LinkD
Understanding Win32 Reparse Points
Reparse points are an often used, but seldom understood object that's available with Windows. At the time of writing, reparse points are only available with NTFS, but they could be made available with future file systems as well.
Reparse points allow us to things such as mounting a disk volume to a folder, or allowing a folder to point to some other folder (useful for managing disk space in some situations, or for creating a contiguous file tree out of non-contiguous directories).
However, using these features without understanding the subtleties of how it works can often lead to mistakes being made that can directly impact your ability maintain the files system, perform backups, manage security, etc..
In this article we'll explore basics of what a reparse point is, and then focus on understanding the reparse points used for Junctions and Volume Mount Points.
A Junction is a reparse point used to point one directory to another.

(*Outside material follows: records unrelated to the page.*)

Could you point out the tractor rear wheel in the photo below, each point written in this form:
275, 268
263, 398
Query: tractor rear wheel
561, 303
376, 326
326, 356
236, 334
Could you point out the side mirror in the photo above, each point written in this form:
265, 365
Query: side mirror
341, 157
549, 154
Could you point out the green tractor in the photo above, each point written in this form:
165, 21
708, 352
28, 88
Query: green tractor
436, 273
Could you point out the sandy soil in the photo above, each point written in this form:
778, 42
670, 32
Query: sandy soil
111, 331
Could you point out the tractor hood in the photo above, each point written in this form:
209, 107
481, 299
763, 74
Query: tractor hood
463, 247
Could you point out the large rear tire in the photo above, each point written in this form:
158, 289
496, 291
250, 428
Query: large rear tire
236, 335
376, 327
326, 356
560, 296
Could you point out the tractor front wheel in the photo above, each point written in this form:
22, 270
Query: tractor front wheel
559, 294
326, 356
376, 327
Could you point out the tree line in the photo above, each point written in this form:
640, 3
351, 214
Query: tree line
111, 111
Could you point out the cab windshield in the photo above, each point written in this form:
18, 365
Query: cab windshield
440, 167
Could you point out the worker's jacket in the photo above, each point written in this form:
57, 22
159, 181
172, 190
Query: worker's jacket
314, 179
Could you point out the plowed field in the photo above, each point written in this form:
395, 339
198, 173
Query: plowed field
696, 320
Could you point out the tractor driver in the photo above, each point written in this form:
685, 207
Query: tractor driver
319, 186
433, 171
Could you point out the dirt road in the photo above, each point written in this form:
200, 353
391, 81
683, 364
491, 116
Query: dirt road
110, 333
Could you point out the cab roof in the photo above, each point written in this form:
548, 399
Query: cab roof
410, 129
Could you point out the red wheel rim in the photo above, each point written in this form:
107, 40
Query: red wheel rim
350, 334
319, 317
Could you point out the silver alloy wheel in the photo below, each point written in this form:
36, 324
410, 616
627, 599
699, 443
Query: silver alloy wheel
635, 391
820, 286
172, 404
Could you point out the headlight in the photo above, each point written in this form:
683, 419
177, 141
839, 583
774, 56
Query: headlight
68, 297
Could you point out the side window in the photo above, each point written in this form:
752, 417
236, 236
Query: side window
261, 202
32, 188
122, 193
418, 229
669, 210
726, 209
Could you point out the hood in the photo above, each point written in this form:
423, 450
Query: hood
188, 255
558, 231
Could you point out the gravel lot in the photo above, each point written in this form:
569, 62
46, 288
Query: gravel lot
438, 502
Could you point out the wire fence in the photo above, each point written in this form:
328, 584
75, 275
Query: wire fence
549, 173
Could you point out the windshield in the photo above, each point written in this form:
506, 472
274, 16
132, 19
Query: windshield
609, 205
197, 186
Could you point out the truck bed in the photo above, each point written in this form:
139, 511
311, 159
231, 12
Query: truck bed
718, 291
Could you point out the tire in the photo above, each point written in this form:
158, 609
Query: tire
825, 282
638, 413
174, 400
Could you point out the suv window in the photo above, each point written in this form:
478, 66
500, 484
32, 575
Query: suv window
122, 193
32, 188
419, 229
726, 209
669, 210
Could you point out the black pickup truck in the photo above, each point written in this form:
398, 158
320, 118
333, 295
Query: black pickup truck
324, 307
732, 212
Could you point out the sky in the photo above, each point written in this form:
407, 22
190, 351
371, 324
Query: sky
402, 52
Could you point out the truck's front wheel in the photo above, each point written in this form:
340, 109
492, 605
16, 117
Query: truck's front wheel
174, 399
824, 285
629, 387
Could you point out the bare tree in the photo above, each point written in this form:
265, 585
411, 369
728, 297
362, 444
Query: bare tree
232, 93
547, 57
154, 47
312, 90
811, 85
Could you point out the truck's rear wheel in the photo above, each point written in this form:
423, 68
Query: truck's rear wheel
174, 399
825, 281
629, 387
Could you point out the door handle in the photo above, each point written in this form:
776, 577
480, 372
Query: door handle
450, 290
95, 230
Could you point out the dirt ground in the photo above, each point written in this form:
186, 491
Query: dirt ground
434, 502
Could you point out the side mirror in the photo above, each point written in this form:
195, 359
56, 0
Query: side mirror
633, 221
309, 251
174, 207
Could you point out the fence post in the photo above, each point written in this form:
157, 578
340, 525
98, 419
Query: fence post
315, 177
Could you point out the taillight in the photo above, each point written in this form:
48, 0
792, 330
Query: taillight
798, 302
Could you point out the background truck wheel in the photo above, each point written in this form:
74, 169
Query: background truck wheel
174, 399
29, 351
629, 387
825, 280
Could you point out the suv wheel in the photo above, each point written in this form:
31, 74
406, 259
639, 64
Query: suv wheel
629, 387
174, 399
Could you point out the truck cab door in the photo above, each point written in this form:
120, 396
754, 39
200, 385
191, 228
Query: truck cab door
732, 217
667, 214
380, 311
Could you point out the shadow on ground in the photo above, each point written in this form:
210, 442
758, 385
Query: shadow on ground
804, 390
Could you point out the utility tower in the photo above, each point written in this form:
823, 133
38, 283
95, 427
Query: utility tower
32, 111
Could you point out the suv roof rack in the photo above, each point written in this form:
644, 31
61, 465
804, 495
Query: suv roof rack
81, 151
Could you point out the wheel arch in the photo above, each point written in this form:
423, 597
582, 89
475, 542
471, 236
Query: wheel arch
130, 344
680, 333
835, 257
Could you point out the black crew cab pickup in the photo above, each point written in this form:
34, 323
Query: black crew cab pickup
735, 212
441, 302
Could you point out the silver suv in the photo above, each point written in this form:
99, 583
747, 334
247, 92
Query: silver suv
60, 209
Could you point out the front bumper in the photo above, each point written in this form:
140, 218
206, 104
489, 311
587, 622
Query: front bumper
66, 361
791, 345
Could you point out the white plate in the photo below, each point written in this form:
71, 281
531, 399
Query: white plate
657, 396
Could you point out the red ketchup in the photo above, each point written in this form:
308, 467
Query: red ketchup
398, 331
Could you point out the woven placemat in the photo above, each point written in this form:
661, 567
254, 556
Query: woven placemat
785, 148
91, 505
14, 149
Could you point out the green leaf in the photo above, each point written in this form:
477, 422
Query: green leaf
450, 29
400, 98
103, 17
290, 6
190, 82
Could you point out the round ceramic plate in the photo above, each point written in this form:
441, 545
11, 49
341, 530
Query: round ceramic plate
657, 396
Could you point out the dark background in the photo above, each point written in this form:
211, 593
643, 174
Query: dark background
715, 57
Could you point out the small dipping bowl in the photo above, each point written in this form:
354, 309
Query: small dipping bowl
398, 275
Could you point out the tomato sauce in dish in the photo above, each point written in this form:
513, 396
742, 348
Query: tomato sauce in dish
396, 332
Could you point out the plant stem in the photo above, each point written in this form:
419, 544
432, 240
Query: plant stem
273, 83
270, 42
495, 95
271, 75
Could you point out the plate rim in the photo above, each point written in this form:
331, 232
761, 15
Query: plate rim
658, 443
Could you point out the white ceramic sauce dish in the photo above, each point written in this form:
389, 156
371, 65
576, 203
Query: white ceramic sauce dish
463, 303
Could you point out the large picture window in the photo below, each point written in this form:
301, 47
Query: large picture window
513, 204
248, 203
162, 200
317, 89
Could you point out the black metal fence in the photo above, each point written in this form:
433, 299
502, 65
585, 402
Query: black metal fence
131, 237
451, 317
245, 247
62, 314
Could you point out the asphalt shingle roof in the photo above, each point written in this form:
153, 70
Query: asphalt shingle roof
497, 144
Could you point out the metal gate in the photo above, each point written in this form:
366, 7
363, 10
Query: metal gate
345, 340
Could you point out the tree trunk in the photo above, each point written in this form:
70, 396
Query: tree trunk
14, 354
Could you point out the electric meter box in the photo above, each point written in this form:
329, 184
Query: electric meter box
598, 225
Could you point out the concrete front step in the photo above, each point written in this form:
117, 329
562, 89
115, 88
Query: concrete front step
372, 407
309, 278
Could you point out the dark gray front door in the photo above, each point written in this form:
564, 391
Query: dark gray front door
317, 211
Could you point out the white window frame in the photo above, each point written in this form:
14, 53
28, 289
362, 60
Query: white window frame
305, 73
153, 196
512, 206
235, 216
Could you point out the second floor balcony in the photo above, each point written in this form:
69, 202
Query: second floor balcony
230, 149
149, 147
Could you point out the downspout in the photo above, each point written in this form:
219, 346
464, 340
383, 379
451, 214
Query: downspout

A Volume Mount Point is a reparse point used to point a directory to a disk volume, so the disk volume is mounted to that directory.
What is a Reparse Point
According to the MSDN reparse point page, a reparse point is as follows:
A file or directory can contain a reparse point, which is a collection of user-defined data. The format of this data is understood by the application which stores the data, and a file system filter, which you install to interpret the data and process the file. When an application sets a reparse point, it stores this data, plus a reparse tag, which uniquely identifies the data it is storing. When the file system opens a file with a reparse point, it attempts to find the file system filter associated with the data format identified by the reparse tag. If a file system filter is found, the filter processes the file as directed by the reparse data. If a file system filter is not found, the file open operation fails
To rephrase this, a reparse point is a special file or folder, which instead of containing the usual data contains two special bits of data:
- A reparse point tag
- The user defined data
This data is interpreted by a special program called a “file system filter driver”.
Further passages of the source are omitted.